Collaboration, not competition, is key to improving joined up care and encouraging innovation in the NHS, the Health and Social Care committee has said.
In its report on the NHS Long Term Plan legislative proposals, published in June, the committee said the NHS should not become a “monopoly” as it would not be in the best interest of patients.
While choice and competition between vendors can encourage innovation, it often adds extra cost and complexities within the NHS without any proven benefit to patients, it said.
Instead, collaboration is a better way to manage rising demands on health and social care, improve joined up care for patients and deliver better value for taxpayers.
Stronger leadership is also needed to empower local leaders.
“Local areas are working hard to collaborate and integrate care around patients but too often having to do so in spite of, rather than with assistance from, current legislation which is why legislative changes are necessary to remove some of the hurdles,” the report said.
The committee also warned now is “not the time” to develop new integrated care systems as separate legal entities as there is “no appetite” to another major reorganisation of the NHS.
Dr Sarah Wollaston, MP and chair of the committee, said: “This report also represents cross-party endorsement of suggested changes, and presents an opportunity to make integration easier, to encourage greater collaboration and reduce some of the burdens from competition rules.

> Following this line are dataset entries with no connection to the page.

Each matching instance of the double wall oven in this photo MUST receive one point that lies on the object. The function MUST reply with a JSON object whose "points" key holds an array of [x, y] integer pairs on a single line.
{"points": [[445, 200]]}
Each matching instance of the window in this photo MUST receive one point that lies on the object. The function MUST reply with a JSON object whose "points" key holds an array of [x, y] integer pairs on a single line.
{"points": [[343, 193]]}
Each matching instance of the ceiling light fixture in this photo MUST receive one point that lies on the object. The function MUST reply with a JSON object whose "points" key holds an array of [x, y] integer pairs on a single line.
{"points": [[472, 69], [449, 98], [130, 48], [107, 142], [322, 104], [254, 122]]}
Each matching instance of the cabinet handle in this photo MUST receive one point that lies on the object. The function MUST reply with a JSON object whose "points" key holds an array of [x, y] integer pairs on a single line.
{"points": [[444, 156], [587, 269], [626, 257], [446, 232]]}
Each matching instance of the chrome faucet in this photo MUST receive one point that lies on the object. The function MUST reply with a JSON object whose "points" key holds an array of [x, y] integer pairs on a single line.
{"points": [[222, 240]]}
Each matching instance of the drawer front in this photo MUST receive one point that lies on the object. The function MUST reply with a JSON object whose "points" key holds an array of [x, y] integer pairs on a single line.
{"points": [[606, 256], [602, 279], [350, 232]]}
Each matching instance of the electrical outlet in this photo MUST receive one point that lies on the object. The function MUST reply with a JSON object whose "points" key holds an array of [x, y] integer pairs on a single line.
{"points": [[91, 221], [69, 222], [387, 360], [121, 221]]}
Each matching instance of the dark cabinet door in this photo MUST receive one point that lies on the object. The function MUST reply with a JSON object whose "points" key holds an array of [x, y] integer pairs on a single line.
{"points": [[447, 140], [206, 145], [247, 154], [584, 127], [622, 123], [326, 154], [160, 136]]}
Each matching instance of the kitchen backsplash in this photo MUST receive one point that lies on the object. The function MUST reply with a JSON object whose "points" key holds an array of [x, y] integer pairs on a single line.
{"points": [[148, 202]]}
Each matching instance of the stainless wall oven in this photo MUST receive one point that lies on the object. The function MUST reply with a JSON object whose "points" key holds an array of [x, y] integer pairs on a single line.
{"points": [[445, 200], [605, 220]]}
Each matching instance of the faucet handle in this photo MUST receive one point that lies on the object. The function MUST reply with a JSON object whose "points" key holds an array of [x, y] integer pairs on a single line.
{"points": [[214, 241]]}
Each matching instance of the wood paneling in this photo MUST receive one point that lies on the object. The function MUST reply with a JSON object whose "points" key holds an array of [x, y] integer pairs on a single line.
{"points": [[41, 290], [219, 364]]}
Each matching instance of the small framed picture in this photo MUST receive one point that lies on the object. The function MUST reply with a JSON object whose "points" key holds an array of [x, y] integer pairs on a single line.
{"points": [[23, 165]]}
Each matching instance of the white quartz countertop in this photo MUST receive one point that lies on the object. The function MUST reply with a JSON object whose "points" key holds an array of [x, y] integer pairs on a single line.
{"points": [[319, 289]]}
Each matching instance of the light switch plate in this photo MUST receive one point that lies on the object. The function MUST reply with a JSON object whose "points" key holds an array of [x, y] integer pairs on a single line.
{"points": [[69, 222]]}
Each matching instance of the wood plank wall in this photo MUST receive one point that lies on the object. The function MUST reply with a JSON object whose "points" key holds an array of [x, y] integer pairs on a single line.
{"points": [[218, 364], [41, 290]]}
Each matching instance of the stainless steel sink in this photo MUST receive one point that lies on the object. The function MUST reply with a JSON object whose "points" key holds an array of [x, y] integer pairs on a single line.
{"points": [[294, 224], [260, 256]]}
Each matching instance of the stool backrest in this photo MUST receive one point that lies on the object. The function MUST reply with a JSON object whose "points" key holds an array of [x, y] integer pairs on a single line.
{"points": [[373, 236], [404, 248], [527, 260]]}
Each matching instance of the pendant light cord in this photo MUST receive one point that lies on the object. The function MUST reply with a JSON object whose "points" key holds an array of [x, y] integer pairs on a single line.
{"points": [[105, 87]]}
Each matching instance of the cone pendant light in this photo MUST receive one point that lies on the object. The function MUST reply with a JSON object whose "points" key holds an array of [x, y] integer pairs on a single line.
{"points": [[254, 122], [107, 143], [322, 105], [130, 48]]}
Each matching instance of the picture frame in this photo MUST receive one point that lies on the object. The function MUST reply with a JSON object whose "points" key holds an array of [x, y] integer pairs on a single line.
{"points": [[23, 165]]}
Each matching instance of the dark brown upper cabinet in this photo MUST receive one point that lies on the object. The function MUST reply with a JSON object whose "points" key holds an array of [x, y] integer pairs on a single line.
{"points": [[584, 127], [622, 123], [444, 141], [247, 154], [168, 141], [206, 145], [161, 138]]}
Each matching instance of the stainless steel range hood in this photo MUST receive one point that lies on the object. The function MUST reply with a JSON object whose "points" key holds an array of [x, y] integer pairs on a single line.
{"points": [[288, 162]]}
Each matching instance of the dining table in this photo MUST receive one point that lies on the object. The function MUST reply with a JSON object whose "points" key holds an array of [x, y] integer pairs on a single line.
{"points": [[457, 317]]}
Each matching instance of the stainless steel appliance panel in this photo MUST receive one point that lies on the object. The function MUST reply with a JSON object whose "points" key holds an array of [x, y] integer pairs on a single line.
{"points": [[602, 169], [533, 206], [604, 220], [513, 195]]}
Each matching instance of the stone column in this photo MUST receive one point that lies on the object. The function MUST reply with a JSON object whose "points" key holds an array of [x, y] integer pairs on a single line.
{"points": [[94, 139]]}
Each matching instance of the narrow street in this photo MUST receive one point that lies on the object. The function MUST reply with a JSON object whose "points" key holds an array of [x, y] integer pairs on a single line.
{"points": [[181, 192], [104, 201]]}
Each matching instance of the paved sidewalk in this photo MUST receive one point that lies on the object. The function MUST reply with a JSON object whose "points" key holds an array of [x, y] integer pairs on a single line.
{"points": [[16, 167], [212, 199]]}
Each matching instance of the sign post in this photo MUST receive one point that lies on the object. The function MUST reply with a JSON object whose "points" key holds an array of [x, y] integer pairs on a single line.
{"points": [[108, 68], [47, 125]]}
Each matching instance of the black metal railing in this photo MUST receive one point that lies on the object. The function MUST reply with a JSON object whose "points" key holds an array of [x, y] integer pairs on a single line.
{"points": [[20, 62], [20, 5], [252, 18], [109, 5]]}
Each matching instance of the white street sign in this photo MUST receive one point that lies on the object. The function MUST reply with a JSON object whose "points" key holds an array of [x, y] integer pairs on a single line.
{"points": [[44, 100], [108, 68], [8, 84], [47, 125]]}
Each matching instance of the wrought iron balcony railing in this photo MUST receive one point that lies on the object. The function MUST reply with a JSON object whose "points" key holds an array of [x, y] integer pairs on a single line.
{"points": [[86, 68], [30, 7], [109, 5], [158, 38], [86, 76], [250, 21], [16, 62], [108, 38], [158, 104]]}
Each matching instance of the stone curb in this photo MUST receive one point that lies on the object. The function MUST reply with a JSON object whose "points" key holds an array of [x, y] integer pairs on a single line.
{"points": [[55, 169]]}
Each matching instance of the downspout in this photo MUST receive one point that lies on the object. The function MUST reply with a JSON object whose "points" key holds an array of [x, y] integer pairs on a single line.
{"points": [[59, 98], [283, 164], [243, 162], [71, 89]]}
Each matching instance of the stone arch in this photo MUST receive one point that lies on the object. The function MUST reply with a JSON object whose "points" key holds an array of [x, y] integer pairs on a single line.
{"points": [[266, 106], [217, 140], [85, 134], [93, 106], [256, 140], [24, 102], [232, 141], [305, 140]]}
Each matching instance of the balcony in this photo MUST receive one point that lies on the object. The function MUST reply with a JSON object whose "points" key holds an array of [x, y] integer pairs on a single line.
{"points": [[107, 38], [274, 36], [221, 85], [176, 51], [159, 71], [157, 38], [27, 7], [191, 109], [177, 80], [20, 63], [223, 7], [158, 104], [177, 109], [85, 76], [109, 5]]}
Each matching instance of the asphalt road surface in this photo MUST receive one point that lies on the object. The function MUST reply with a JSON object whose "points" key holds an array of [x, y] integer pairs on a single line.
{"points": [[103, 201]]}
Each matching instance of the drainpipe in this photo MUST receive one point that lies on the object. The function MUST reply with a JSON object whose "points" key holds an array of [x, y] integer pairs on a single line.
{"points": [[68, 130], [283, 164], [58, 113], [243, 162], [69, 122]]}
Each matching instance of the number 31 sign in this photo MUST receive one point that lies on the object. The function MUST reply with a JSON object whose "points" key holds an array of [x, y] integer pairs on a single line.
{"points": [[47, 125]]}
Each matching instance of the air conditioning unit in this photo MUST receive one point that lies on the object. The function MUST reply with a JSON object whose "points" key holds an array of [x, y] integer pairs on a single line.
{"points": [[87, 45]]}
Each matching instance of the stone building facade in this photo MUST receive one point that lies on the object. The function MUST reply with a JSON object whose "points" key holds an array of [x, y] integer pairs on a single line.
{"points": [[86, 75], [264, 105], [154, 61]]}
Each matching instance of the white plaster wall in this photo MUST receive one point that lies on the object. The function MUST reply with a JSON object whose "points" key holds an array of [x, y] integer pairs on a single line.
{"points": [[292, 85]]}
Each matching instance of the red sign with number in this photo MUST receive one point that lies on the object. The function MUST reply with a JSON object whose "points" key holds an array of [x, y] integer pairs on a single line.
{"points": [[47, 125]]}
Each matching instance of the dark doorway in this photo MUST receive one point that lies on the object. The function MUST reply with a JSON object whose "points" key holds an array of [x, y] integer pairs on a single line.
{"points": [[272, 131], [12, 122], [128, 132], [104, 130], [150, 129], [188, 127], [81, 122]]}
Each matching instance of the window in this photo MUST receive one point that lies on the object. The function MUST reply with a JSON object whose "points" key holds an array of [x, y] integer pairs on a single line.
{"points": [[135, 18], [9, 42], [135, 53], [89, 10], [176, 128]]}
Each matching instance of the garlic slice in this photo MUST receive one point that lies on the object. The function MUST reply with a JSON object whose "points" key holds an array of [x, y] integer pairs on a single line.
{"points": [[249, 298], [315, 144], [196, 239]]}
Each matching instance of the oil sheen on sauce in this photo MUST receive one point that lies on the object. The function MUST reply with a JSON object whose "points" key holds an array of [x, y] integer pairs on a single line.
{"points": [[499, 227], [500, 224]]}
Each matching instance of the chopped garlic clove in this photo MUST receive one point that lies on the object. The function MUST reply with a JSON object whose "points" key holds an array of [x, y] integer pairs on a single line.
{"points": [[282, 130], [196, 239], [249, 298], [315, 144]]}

“Nevertheless, the proposals in their current form are NHS-centric – we would like to see greater consideration of the wider system which the NHS seeks to integrate.”
The structure of the NHS at top level has undergone significant change in recent months, with the development of NHSX to handle technology and digital and the merger of NHS England and NHS Improvement.
NHSX is expected to mandate the use of internationally-recognised tech and data standards across the NHS, including open standards to encourage interoperability.
The NHS Long Term Plan, published in January, pledged that digitally-enabled care will go ‘mainstream’ across the NHS over the next decade, and set eight milestones on the way to that goal.